Goldman Sachs Group Inc. clients also rushed to close out bearish exposures at the fifth-largest rate in the past five years. The deleveraging was mostly concentrated in the world of exchange-traded funds.

So while hedging demand in one form or another remains elevated by last year’s standards, a cohort of investors is cutting their protective buffers -- in a bullish sign for the Wednesday stock rebound ahead of the Federal Reserve meeting.

 

“It seems like there has been a decent amount of short-covering,” said Stuart Kaiser, head of equity derivatives research at UBS Group AG. “The feeling is that net exposure is higher but gross exposure hasn’t moved much this week, so that would imply some shorts getting covered.” 

Hedge funds cut ETF short wagers cross the board in the Monday market roller-coaster, making the biggest single-day reduction since October 2020, the Goldman analysis also shows. Meanwhile, bearish bets against the world’s largest passive product appear to have fallen. Put open interest on the $406 billion SPDR S&P 500 ETF Trust (ticker SPY) has dropped near a 2014 low -- dragging the ETF’s put-call open interest ratio to the lowest levels since around March 2021.

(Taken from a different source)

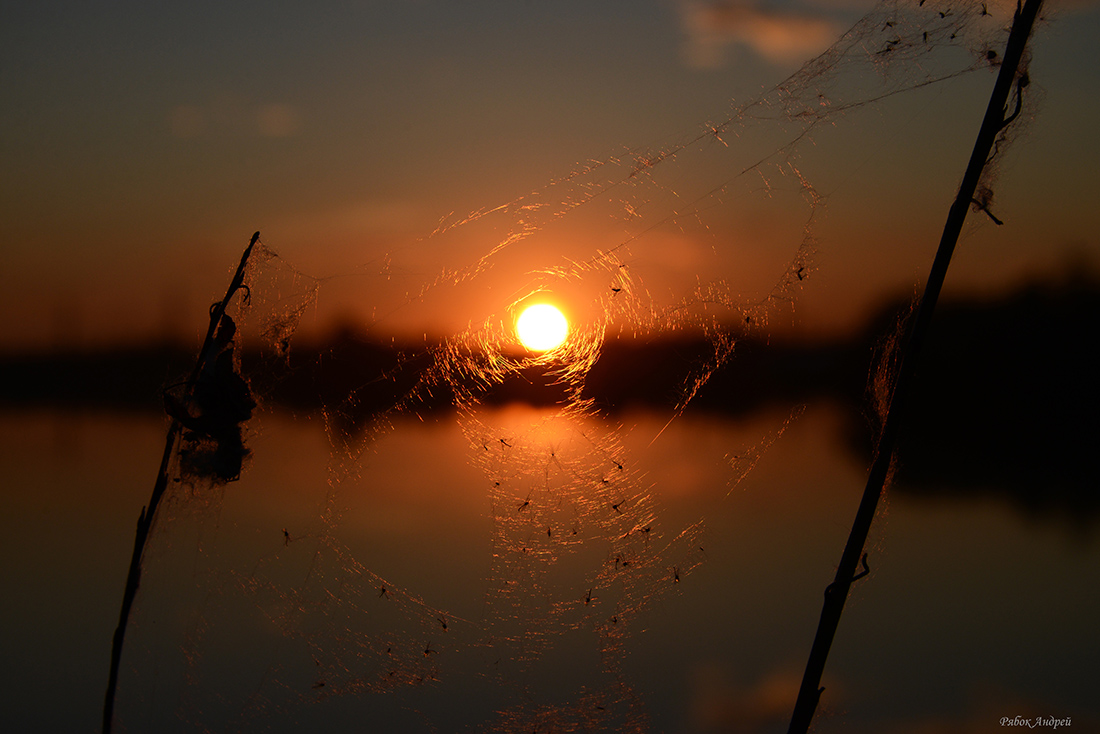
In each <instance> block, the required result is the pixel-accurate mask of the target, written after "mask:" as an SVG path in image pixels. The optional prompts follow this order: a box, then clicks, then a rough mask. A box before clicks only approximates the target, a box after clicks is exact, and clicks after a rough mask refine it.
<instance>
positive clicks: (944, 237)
mask: <svg viewBox="0 0 1100 734" xmlns="http://www.w3.org/2000/svg"><path fill="white" fill-rule="evenodd" d="M1041 6H1042V0H1026V2H1024V3H1023V6H1022V7H1021V6H1020V4H1019V2H1018V4H1016V13H1015V18H1014V20H1013V23H1012V30H1011V32H1010V33H1009V41H1008V45H1007V46H1005V50H1004V57H1003V59H1001V69H1000V73H999V74H998V77H997V83H996V84H994V85H993V91H992V94H991V96H990V99H989V105H988V107H987V108H986V117H985V119H983V120H982V123H981V129H980V130H979V131H978V138H977V140H976V141H975V145H974V151H972V153H971V154H970V162H969V164H968V165H967V168H966V173H965V174H964V176H963V183H961V184H960V185H959V191H958V195H957V196H956V197H955V201H954V204H952V207H950V210H949V211H948V215H947V221H946V223H945V224H944V233H943V237H942V238H941V240H939V248H938V250H937V251H936V256H935V260H934V261H933V263H932V271H931V273H930V274H928V281H927V283H926V284H925V286H924V294H923V295H922V296H921V303H920V305H919V307H917V310H916V316H915V318H914V319H913V322H912V327H911V328H910V329H909V333H908V337H906V341H905V346H904V348H903V350H902V352H901V363H900V366H899V369H898V376H897V381H895V383H894V388H893V393H892V395H891V398H890V406H889V408H888V410H887V416H886V420H884V423H883V426H882V431H881V434H880V436H879V441H878V446H877V448H876V453H875V459H873V462H872V463H871V470H870V472H869V474H868V478H867V485H866V487H865V489H864V496H862V499H861V500H860V503H859V508H858V510H857V512H856V518H855V521H854V522H853V525H851V533H850V534H849V536H848V541H847V544H846V545H845V548H844V554H843V555H842V556H840V565H839V566H838V567H837V570H836V577H835V578H834V580H833V583H831V584H829V585H828V587H827V588H826V589H825V602H824V606H823V607H822V615H821V621H820V622H818V624H817V634H816V635H815V637H814V644H813V647H812V648H811V650H810V658H809V660H807V661H806V669H805V672H804V675H803V678H802V686H801V688H800V689H799V698H798V700H796V701H795V704H794V711H793V712H792V714H791V723H790V727H789V728H788V734H804V733H805V732H806V731H807V730H809V728H810V724H811V722H812V721H813V717H814V712H815V711H816V709H817V702H818V700H820V699H821V694H822V691H824V690H825V689H824V688H822V687H821V679H822V673H823V672H824V670H825V660H826V658H827V657H828V651H829V647H831V646H832V644H833V637H834V635H835V634H836V629H837V626H838V625H839V623H840V614H842V613H843V612H844V603H845V601H846V600H847V598H848V591H849V589H850V587H851V582H853V581H855V580H856V579H858V578H861V577H862V576H866V573H867V572H868V569H867V555H866V554H865V552H864V546H865V545H866V543H867V535H868V533H869V532H870V528H871V522H872V519H873V518H875V510H876V507H877V506H878V502H879V497H880V496H881V494H882V489H883V486H884V484H886V480H887V475H888V474H889V472H890V464H891V462H892V461H893V454H894V449H895V448H897V442H898V431H899V427H900V426H901V421H902V416H903V413H904V409H905V407H906V402H908V398H909V396H910V393H911V391H912V385H913V381H914V375H915V373H916V365H917V361H919V357H920V353H921V349H922V347H923V344H924V341H925V337H926V335H927V331H928V325H930V324H931V321H932V314H933V311H934V310H935V307H936V300H937V299H938V298H939V292H941V289H942V288H943V284H944V278H945V277H946V275H947V267H948V265H949V264H950V260H952V254H953V253H954V252H955V245H956V243H957V242H958V238H959V233H960V232H961V231H963V223H964V222H965V221H966V216H967V211H968V210H969V208H970V207H971V206H977V207H978V208H979V209H982V210H985V211H986V212H987V213H989V211H988V210H987V209H986V204H985V202H983V201H978V200H976V199H975V194H976V191H977V187H978V183H979V180H980V178H981V174H982V171H983V169H985V167H986V165H987V163H988V162H989V160H990V153H991V152H992V150H993V145H994V143H996V142H997V136H998V134H999V133H1000V132H1001V131H1002V130H1003V129H1004V128H1005V127H1007V125H1008V124H1009V123H1011V122H1012V121H1013V120H1014V119H1015V117H1016V114H1019V112H1020V105H1021V103H1022V96H1023V89H1024V87H1026V86H1027V77H1026V75H1022V76H1020V77H1019V78H1018V70H1019V67H1020V62H1021V59H1022V58H1023V54H1024V48H1025V47H1026V45H1027V39H1029V37H1030V36H1031V31H1032V26H1033V25H1034V23H1035V19H1036V18H1037V17H1038V11H1040V7H1041ZM990 53H992V52H990ZM990 59H991V61H993V59H996V55H994V56H991V57H990ZM1013 84H1015V86H1016V105H1015V109H1014V110H1013V111H1012V112H1011V113H1009V111H1008V102H1009V95H1010V94H1011V92H1012V87H1013ZM989 216H990V217H991V218H993V217H992V215H991V213H989ZM993 221H996V222H997V223H1001V222H1000V221H999V220H997V219H996V218H993ZM860 557H862V565H864V571H862V572H861V573H859V574H857V573H856V567H857V563H858V562H859V560H860Z"/></svg>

Still, Kaiser warns of more market upheaval even after two days of historic whiplash in the S&P 500.

“We may stabilize a bit, but the risks are still in place,” he said. 

After the rate-spurred market selloff, traders of all stripes are taking a breather. A JPMorgan Chase & Co. client survey shows Treasury shorts have also dropped with more investors shifting into a neutral stance.

In the options markets, investors are still buying “catastrophe protection,” according to Amy Wu Silverman of RBC Capital Markets. While skew on the S&P 500 -- the cost difference between the index’s puts versus calls -- is still relatively low for a move of about 10%, it’s getting more expensive to cushion against another historic rout. 

“This is the difference between concern over a 1 standard deviation move in the market and a 3 standard deviation move in the market,” Wu Silverman wrote in an email. “I think while near-term the expectations are for the Fed to be more dovish than the very hawkishly baked in expectations -- folks are far more worried about tail risk this year.”

Meanwhile, investors have plenty of ammo to rebuild their long exposures. The latest data on fund flows and positioning compiled by Deutsche Bank AG suggest that stock pickers and computer-driven traders are underweight for the first time since November 2020.

With positioning having been flushed, the stage is set for a market recovery, in part thanks to corporate buybacks after the pre-earnings blackout period ends, according to Deutsche Bank.

“While positioning can fall further, driving equities even lower, we think that will require incremental negative catalysts,” strategists including Binky Chadha and Parag Thatte wrote in a note. “As earnings season ramps up, the demand-supply for equities remains strong.”